Following are the papers representing ECE-affiliated research. The names in bold are all affiliated with the University of Michigan. The first two papers were selected as a Conference Highlight, an honor given to 10% of the accepted papers.
EXIF As Language: Learning Cross-Modal Associations Between Images and Camera Metadata [Conference Highlight]
Chenhao Zheng, Ayush Shrivastava, Andrew Owens
Abstract: In this paper, we learn visual representations that convey camera properties by creating a joint embedding between image patches and photo metadata. This model treats metadata as a language-like modality: it converts EXIF tags that compose the metadata into a long piece of text, and processes it using an off-the-shelf model from natural language processing.
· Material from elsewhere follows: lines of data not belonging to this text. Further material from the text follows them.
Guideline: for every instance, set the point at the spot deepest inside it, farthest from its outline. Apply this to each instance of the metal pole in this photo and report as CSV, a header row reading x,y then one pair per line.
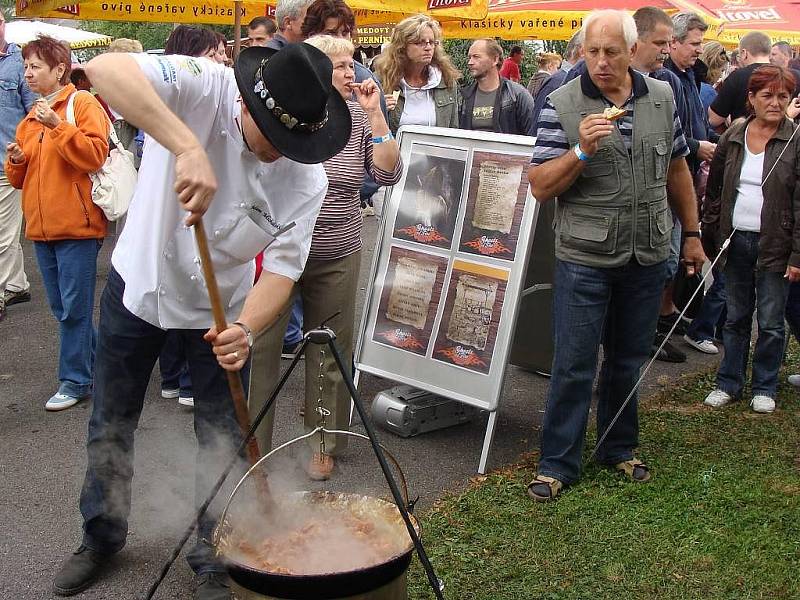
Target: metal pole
x,y
237,28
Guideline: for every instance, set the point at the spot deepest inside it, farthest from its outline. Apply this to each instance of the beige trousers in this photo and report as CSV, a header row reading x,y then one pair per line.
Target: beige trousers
x,y
12,273
325,287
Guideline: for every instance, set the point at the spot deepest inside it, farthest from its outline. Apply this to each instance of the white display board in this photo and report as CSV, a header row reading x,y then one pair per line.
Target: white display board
x,y
449,264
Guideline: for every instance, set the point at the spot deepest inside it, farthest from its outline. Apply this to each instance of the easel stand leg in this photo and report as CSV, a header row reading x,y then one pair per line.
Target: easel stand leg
x,y
326,336
488,438
240,453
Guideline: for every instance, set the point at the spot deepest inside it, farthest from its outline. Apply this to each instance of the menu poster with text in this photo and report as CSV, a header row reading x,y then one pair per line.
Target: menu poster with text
x,y
498,189
431,195
409,299
468,329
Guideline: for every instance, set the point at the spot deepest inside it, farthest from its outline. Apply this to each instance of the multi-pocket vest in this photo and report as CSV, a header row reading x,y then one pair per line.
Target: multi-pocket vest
x,y
617,208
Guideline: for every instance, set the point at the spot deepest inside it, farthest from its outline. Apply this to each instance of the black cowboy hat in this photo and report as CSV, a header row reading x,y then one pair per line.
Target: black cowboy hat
x,y
290,95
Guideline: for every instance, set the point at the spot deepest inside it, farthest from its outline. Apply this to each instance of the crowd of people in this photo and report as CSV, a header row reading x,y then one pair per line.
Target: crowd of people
x,y
698,165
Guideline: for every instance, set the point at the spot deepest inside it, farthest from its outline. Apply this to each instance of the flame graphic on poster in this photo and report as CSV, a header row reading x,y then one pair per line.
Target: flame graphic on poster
x,y
463,357
488,246
425,234
401,338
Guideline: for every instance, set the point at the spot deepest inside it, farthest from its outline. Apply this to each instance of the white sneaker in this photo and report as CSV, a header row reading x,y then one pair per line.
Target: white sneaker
x,y
706,346
762,404
60,401
717,399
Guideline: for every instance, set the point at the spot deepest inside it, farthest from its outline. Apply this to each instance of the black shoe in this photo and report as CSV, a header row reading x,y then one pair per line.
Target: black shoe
x,y
13,298
665,323
213,586
668,353
79,571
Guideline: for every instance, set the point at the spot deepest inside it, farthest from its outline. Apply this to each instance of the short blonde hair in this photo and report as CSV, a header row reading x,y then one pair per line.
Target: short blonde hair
x,y
332,46
390,64
125,45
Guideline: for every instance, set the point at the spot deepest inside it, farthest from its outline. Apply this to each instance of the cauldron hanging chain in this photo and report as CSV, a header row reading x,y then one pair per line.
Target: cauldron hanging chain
x,y
321,410
324,337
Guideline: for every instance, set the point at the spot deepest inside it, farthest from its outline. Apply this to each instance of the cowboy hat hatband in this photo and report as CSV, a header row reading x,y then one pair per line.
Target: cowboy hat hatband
x,y
290,95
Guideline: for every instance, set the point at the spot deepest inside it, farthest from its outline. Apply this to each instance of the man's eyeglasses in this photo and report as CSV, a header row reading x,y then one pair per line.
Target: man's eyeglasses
x,y
424,43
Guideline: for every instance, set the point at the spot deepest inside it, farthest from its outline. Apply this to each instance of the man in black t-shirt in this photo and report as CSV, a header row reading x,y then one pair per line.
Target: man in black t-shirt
x,y
492,102
754,50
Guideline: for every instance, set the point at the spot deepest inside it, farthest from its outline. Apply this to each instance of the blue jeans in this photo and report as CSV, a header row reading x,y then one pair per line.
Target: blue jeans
x,y
294,330
749,289
793,310
127,351
69,269
625,299
712,311
173,366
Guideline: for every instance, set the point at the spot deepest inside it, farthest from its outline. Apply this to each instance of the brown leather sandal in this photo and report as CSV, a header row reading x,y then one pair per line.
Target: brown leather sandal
x,y
635,470
544,488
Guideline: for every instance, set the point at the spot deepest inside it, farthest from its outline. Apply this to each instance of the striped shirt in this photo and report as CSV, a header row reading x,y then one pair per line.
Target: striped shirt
x,y
552,141
337,232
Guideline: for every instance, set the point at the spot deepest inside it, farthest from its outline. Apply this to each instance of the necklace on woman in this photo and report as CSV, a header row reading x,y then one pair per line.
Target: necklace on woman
x,y
52,96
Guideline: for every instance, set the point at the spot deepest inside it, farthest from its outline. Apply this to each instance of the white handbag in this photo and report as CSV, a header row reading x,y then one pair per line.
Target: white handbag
x,y
113,184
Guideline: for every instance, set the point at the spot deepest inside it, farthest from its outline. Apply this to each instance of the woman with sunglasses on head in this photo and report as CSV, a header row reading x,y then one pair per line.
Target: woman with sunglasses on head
x,y
753,197
420,80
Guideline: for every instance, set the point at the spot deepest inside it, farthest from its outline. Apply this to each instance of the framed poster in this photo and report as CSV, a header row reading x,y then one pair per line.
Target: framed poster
x,y
440,313
468,329
498,186
431,195
409,300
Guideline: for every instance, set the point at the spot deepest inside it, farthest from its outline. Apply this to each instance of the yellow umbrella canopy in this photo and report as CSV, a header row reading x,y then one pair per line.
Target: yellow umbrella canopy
x,y
222,12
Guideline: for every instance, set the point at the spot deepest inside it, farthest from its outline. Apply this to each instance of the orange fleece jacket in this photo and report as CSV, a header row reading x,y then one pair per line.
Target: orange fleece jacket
x,y
54,177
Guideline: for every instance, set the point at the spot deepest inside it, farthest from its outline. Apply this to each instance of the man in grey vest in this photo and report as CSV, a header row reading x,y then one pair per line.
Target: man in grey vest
x,y
612,228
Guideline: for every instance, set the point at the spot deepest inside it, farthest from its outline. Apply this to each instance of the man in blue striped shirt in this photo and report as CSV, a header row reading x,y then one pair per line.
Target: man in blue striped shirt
x,y
613,225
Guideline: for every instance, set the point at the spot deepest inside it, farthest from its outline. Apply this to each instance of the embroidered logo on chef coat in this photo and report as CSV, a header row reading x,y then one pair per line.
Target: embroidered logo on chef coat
x,y
168,73
262,217
192,66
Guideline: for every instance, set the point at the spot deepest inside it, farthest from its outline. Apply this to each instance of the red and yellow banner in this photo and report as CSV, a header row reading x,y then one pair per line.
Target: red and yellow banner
x,y
222,11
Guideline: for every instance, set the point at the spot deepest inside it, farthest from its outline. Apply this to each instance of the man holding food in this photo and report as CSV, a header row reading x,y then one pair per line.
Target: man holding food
x,y
610,146
240,138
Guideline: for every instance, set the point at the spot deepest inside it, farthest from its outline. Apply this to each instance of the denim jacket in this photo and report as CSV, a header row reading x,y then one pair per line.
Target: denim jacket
x,y
16,98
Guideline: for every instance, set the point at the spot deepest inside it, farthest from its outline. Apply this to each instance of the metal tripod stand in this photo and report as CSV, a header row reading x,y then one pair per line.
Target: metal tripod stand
x,y
321,336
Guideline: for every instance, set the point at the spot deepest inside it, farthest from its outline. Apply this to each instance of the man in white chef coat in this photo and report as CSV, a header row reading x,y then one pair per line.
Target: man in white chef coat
x,y
242,152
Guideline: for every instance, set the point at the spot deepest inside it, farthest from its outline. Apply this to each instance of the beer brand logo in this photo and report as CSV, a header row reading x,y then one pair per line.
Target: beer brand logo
x,y
441,4
424,234
733,14
401,338
73,9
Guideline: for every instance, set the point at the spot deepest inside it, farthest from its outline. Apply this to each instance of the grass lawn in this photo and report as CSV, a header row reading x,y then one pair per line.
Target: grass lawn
x,y
720,518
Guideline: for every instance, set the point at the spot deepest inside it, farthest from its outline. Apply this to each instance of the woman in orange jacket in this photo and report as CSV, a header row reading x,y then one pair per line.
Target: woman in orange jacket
x,y
50,161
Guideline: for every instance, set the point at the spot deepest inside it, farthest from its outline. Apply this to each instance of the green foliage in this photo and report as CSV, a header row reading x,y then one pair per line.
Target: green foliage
x,y
718,521
458,50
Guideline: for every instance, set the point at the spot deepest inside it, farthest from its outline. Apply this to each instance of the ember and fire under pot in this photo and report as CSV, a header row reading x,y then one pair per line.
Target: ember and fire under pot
x,y
381,578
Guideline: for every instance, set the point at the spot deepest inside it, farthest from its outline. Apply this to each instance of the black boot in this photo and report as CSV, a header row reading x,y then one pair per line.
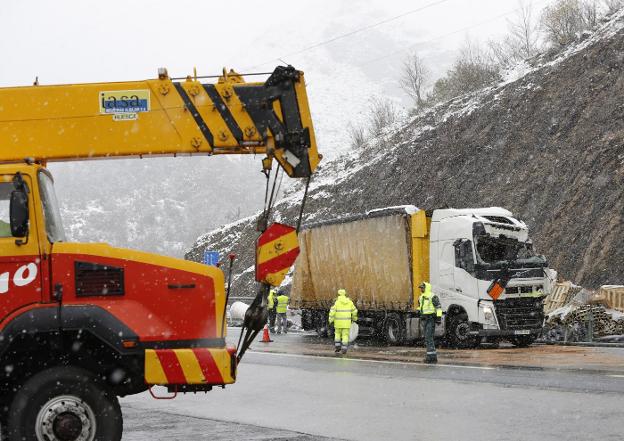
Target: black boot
x,y
431,358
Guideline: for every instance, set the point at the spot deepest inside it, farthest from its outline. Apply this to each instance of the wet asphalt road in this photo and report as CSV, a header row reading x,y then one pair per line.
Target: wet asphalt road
x,y
302,397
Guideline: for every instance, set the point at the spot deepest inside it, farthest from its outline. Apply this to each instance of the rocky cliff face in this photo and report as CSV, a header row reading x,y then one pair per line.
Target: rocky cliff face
x,y
549,146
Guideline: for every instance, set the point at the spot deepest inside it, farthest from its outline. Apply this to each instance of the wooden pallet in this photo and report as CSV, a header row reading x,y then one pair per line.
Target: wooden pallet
x,y
614,295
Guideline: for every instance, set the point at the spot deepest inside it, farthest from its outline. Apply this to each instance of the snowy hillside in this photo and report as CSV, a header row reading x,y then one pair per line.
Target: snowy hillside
x,y
547,143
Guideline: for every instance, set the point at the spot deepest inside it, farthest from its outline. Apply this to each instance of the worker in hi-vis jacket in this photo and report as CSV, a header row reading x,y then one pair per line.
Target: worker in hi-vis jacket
x,y
341,314
430,310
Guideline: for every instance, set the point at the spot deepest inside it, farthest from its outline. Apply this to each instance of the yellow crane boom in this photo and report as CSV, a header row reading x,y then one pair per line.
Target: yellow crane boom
x,y
162,117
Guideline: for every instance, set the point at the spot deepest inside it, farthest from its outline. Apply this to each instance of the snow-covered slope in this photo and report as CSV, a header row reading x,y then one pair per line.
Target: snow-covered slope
x,y
547,143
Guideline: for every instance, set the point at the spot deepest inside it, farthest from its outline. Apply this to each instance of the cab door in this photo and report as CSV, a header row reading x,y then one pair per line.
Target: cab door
x,y
20,264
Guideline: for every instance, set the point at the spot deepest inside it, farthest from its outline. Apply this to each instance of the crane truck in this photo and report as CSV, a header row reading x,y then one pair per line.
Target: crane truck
x,y
479,261
81,324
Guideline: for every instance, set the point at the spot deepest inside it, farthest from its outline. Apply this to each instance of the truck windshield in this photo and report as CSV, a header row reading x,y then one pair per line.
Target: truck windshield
x,y
495,249
51,212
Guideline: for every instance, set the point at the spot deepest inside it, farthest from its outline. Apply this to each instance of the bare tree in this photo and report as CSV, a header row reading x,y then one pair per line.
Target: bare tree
x,y
357,136
474,69
563,21
523,31
613,6
382,113
414,76
589,14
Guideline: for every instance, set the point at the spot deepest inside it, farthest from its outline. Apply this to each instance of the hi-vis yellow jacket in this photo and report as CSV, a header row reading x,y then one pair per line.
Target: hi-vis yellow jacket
x,y
271,299
282,304
428,302
343,311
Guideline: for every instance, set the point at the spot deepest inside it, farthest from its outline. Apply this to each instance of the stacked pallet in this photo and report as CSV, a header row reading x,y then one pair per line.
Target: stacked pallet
x,y
604,322
614,295
561,295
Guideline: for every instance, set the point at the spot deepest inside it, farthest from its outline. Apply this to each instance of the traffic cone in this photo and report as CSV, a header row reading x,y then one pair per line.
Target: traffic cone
x,y
265,335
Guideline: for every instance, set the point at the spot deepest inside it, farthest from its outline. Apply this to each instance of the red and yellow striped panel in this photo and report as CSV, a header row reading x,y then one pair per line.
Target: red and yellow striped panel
x,y
188,366
277,249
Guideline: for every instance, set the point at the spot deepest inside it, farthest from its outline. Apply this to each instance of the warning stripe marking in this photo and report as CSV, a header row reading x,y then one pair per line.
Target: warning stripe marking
x,y
277,247
273,232
203,127
188,366
279,263
208,366
193,372
171,366
224,111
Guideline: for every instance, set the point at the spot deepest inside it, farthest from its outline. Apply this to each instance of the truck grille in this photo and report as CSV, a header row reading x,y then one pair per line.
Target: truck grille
x,y
520,313
93,279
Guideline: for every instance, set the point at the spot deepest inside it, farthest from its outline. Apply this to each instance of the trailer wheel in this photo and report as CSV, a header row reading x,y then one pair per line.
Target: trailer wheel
x,y
457,332
523,341
320,324
393,332
65,404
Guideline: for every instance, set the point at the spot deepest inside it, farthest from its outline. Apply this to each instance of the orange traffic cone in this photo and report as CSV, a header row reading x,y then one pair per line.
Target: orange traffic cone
x,y
265,335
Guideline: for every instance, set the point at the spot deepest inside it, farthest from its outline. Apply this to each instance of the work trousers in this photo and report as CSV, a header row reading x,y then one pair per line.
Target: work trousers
x,y
272,315
282,321
428,322
341,335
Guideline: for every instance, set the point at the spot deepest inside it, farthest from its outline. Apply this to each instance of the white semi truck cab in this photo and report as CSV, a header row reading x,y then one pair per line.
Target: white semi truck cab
x,y
469,249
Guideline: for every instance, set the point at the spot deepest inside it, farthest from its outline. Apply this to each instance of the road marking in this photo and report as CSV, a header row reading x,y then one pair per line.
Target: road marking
x,y
281,354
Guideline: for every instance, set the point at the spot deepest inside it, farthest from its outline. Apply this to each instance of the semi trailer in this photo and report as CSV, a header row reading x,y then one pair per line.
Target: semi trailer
x,y
381,256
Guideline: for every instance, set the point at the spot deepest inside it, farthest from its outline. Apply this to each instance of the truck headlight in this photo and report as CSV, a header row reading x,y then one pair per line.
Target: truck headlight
x,y
488,314
489,319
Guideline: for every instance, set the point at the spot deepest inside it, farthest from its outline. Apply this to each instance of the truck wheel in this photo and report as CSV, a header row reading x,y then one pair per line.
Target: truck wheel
x,y
523,341
393,332
65,404
457,332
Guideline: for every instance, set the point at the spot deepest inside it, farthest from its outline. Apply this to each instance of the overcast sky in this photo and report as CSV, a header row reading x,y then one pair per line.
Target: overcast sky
x,y
80,40
349,50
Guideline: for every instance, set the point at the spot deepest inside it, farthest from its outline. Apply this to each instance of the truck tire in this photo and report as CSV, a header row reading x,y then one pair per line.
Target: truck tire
x,y
457,332
523,341
65,404
320,324
393,329
5,402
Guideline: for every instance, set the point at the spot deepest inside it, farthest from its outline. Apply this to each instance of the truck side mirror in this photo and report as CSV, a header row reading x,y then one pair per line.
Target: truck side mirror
x,y
18,213
18,209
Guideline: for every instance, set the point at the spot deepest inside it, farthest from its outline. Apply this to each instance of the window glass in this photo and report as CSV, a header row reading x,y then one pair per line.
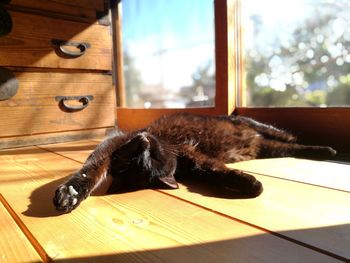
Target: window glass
x,y
297,53
168,53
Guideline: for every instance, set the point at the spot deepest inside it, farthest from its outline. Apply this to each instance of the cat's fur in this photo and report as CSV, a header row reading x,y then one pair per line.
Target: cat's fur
x,y
183,144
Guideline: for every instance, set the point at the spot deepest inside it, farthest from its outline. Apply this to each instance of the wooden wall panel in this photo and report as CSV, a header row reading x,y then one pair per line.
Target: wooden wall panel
x,y
30,43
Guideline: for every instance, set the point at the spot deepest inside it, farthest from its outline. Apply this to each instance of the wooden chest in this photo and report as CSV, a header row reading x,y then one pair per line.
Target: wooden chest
x,y
55,71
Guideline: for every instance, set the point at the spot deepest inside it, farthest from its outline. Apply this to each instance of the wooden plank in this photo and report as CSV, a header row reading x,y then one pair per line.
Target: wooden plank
x,y
14,246
292,206
312,215
78,150
34,108
142,226
327,174
30,44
We demonstrate the effectiveness of our learned features on a variety of downstream tasks that require an understanding of low-level imaging properties, where it outperforms other feature representations. In particular, we successfully apply our model to the problem of detecting image splices “zero shot” by clustering the crossmodal embeddings within an image.
Self-Supervised Video Forensics by Audio-Visual Anomaly Detection [Conference Highlight]
Chao Feng, Ziyang Chen, Andrew Owens
Abstract: Manipulated videos often contain subtle inconsistencies between their visual and audio signals. We propose a video forensics method, based on anomaly detection, that can identify these inconsistencies, and that can be trained solely using real, unlabeled data. We train an autoregressive model to generate sequences of audio-visual features, using feature sets that capture the temporal synchronization between video frames and sound. At test time, we then flag videos that the model assigns low probability. Despite being trained entirely on real videos, our model obtains strong performance on the task of detecting manipulated speech videos.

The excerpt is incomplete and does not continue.